On lending, the SACCO has recorded an impressive loans disbursement rate of 50 beneficiaries on a daily basis, according to Ekamu, and a monthly average of about Ushs50m. This makes the Iyaledo office premises a busy place where on average their lowest collection in a day is around two million shillings: it is more-or-less a banking operation.
This buzz of activity has made Iyaledi a centre of attention in this-otherwise sleepy trading centre. And because the Iyaledi board is not anxious to enlarge the membership their success has inspired the sprouting of similar entities around Iyaledi trading centre. For now though, the bulk of savings and lending activities happen among small groups of about a dozen people.
Management of the SACCO
The board of the SACCO, the top most policy-making organ of the organisation comprises nine members headed by a chairman. As with other companies, management is headed by a manager, with a cashier and four loans officers and internal auditor as the notable staff of the SACCO.

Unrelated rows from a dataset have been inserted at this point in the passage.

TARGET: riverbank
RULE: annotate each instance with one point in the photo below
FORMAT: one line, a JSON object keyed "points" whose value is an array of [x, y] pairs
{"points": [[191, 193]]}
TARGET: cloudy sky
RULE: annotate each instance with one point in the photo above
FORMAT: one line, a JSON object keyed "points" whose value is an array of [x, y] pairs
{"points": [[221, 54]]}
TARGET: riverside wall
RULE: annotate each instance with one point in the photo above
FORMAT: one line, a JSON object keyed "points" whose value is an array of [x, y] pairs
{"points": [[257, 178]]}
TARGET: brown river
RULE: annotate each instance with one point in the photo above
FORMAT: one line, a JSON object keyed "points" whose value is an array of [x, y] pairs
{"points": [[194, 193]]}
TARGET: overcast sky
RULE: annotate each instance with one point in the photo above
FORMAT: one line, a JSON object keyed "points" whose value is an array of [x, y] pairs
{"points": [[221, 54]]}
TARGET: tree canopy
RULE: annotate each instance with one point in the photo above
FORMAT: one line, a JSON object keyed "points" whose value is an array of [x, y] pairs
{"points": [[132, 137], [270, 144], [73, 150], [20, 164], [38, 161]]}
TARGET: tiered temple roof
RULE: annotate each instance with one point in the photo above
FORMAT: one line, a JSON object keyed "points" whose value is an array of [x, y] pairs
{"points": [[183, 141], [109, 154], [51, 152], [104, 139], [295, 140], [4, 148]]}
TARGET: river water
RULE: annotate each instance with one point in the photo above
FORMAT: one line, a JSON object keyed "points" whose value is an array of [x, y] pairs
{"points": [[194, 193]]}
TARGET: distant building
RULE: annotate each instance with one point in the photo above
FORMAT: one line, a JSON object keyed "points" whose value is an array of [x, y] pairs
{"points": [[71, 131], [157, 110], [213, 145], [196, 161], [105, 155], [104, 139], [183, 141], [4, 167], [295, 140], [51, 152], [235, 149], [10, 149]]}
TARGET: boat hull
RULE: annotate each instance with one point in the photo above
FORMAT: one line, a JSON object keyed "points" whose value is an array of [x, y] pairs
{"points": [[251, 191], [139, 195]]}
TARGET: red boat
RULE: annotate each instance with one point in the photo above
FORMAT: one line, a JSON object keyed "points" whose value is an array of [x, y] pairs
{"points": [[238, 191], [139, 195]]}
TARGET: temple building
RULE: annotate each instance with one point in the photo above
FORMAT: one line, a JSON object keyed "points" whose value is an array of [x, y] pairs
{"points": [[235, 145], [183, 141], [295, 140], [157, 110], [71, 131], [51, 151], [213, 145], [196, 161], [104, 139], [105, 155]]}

Iyaledi has made it a policy to set aside a Development Fund where they invest Ushs 2million on a monthly basis as a form of insurance in case of the threat of default. All this management acumen and frugality has benefited both the members and non-members. As Ekamu said, ” It has helped people to change their livelihoods. There will be a marked difference in the next ten years.”
That marked difference is visible in a number of places already.
According to Ekamu, the profitability of the SACCO is so good that he is in position offer a flat reward of Ushs 100,000 to every member every quarter.
According to Ekamu’s testimony, Iyaledi operates in a unique fashion that largely defies the characteristics of a genuine Savings and Credit Cooperative Organisation. It’s limited membership, otherwise referred to as closed bond, is unlike many SACCOs that operate in geographical settings such as Serere.
The practice of lending to non-members and a focus on interest accumulation as sources of capital, as opposed to members’ own savings, has put the SACCO on a high wire.
Experts in the SACCO industry warn that asset accumulation by some SACCOs, at the expense of growing savings and lending, is inimical to the sustainable development of a SACCO.
Colin Agabalinda, the Programme Coordinator of the Project for Financial Inclusion in Rural Areas (PROFIRA) which is trying to build capacity of SACCOs across the country, expressed fears about the practices of Iyaledi.
“Not everything calling itself a SACCO actually follows the principles of a SACCO.”
Regarding Iyaledi’s practice of lending to non-members, Agabalinda, suspects that the SACCO might have started out as a money lender business, but transformed into a SACCO so as to beat the law.”
“Some people start a company with the intention of operating like a bank by mobilizing savings and providing loans to people. Then at some point, they realize it’s illegal to accept deposits.
In order for them to legalize their activities, they register as a Cooperative, but they continue to operate their deposit and lending activities.
Iyaledi’s other weak point relates to the way it has spread the SACCO’s resources into other ventures that are outside its core of savings mobilization among members for purposes of lending.
In fact, as Agabalinda points out, although some SACCOs have invested money in assets such as buildings and land, this has quite often proved to be a source of problems for SACCOs that can even lead to the SACCOs collapse.
“Many times we have witnessed SACCOs starting to struggle the moment they take the decision to invest in a property that eats into members savings or share capital. In Rukungiri for example, one SACCO invested in a beautiful building, but after completing it, it had no money to lend out.”
According to Agabalinda, the motivation to build or accumulate assets, is sometimes originated by the managers who use the venture as a means to obtain money by exaggerating the cost.
Agabalinda points out that as part of the capacity building PROFIRA gives to SACCOs, sensitizing members not only to understand the principles of a cooperative, but also to avoid veering off the core mission mobilizing savings and providing loans to members is very important.